1. Quote the entire range you wish to comment on, enclosed in [NOPARSE][/NOPARSE] tags using the speech balloon icon. 2. Within that highlight a segment you don't wish to comment on, and hit delete. 3. Without moving the cursor, insert another [NOPARSE][/NOPARSE]tag Delete the / from the end tag and put it in the start tag: [NOPARSE][/QUOTE]
Hehe I cheat. I copy/paste the entire story and then put all my comments in it on Microsoft Word, then recopy/paste it into the return box and turn my comments a different color. That's my preferred way to do it anyways. ~Lynn
You could just quote the entire thing, critique your heart out, but delete those parts that you don't wish to comment in the quote. Instead of multiple small quotes, it's just one well-formed quote. What you comment on is in there, what you don't - isn't. I'm simply lazy with copying and pasting, I guess.

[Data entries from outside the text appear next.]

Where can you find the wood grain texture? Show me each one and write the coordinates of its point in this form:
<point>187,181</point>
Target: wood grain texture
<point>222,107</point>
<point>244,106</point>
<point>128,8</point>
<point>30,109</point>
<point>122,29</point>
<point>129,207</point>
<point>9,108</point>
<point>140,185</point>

Isn't there a way to 'hide' something in your post, the way people do in order to hide spoilers. That way, your post isn't taking up the whole thread, and you can still have the quick and easy 'repost the whole story' thing.... Just a suggestion..
The only purpose of quoting is to point out specific passages in the writing. Leaving the portions that you are not commenting upon makes the post cluttered. Using a spoiler tag instead fo a quote merely compresses the quoted text until you open it up for reading, so if you are reading the comments, you STILL get a shipload of clutter. The reason people use separated quoted secxtions is to nmore clearly separate the comments from the piece of writing the comment refers to. It's consderate to do it that way, so whoever is reading the critique (hopefully NOT only the author) can most easily distinguish the comments from the quoted text.
Yes, I see where you're coming from. I think I was more focusing on the crtiques I've seen that go at the whole story. The entire excerpt is filled with red (not all bad) and cutting it down would be leaving out five sentences. But yes, small quotes are better for all.